The policy changes required for successful economic integration are the same as those needed if the countries of the region are to benefit from the more general process of globalisation and integration into the world economy. This point is best illustrated by the dynamic Asian economies, where outward-oriented development strategies have been associated with intensified regional economic interaction.

There are many indications, geographical, cultural or economic, that suggest there is scope for considerable gains from greater economic interactions within the Mediterranean region. However, the Arab-Israeli conflict and intra-Arab conflict, coupled with inappropriate economic policies, have kept south-south regional economic interactions at an abnormally low level in recent decades.
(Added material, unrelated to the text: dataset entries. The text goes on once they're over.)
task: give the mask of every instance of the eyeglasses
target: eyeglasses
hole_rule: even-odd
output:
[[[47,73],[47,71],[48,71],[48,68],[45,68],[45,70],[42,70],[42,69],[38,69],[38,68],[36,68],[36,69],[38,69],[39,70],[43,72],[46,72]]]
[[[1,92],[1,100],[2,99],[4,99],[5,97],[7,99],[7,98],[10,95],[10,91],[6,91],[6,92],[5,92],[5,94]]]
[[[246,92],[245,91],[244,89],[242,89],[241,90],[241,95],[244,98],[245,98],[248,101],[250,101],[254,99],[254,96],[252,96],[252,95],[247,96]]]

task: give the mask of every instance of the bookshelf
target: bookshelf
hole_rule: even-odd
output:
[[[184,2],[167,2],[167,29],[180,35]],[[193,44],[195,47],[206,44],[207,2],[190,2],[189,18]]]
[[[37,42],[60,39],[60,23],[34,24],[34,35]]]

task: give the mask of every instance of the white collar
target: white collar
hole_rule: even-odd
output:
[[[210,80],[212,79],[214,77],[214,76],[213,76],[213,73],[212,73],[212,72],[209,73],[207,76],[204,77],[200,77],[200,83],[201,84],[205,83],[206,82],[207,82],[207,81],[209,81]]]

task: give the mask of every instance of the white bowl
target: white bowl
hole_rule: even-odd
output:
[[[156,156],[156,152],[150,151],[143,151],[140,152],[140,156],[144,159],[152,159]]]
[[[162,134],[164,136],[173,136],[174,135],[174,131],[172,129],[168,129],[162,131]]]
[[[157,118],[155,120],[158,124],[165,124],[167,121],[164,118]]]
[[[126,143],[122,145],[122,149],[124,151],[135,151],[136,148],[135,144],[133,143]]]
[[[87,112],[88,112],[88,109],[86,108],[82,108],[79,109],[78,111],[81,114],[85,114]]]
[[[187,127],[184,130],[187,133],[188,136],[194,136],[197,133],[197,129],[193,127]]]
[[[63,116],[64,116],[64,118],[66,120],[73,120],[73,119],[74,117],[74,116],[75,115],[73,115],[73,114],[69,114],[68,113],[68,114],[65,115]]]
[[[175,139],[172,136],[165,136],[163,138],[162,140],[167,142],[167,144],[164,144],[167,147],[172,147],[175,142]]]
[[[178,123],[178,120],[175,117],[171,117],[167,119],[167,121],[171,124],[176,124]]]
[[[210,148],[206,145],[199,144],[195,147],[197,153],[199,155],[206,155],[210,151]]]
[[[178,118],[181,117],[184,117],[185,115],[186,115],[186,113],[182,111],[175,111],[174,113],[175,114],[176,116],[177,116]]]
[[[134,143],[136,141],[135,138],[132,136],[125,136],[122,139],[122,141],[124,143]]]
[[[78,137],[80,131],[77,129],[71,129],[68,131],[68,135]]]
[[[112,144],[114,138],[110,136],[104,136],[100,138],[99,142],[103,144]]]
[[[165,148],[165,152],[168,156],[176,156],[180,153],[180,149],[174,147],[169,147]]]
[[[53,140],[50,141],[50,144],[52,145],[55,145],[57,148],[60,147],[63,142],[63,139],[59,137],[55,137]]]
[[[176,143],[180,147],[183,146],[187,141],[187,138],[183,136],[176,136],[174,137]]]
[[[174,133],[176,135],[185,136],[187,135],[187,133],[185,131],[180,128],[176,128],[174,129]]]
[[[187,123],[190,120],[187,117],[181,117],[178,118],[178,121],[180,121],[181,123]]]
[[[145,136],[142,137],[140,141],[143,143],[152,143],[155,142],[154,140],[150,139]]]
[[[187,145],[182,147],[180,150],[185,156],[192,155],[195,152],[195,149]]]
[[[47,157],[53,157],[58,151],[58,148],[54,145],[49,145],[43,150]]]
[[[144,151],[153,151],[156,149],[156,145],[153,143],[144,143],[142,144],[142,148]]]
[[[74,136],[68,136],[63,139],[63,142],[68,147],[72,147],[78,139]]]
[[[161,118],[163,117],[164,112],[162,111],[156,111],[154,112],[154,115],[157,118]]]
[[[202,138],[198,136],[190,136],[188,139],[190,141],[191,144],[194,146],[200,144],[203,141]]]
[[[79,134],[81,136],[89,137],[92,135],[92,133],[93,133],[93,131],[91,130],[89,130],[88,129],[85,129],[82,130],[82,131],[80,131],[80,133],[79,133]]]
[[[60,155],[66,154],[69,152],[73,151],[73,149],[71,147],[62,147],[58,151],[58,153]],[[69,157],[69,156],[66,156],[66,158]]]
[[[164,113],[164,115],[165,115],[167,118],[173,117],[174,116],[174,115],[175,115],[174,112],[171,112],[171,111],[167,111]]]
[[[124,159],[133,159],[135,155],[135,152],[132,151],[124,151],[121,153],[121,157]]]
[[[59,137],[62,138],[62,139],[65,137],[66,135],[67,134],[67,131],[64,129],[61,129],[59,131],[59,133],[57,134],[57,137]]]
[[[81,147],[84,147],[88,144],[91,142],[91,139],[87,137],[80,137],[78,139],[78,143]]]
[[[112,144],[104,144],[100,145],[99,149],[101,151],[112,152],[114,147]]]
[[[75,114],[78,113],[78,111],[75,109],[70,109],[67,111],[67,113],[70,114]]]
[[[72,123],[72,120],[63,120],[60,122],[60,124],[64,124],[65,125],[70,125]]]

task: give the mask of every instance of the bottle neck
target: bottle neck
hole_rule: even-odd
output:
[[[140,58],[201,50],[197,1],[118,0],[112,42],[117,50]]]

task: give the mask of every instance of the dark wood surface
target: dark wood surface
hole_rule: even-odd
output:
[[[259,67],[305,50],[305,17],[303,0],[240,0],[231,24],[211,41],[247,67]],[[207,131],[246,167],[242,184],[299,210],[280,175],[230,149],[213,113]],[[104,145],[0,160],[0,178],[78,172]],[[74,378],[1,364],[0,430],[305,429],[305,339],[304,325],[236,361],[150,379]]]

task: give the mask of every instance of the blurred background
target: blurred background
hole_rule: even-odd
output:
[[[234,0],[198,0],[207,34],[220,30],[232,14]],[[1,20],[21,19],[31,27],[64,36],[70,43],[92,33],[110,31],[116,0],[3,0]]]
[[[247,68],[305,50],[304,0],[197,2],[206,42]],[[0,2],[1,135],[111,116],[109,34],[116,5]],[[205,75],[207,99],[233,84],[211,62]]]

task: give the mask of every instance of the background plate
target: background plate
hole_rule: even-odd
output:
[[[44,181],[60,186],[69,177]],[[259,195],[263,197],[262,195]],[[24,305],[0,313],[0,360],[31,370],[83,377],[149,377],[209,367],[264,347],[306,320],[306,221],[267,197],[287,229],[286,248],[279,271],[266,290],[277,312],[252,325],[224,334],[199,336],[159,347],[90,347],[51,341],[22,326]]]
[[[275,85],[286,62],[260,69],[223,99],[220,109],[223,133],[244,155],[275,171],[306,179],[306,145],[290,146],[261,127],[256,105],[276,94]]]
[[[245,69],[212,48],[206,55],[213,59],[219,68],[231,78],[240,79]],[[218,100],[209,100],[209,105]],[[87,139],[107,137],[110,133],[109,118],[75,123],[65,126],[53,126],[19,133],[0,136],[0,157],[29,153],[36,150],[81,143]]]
Merely to restore these interactions to their natural levels would give an important boost to economic growth within the region. The developing peace process offers a major opportunity for enhanced economic cooperation within the Euro-Mediterranean. As Western Europe found after World War II, such cooperation strengthens not only the economic well-being of countries in the region, but also peace.

What is required to reach a homogeneous space of development in the Euro-Mediterranean region is on one hand a steadfast commitment by countries to structural reforms, including continued multilateral liberalization, along with the removal of impediments to regional economic interaction and a strengthening of the institutional framework. On the other hand the EU should through its new policy strengthen its’ partnership with the Southern Mediterranean Countries and to register its’ efforts in a lasting strategy perspective.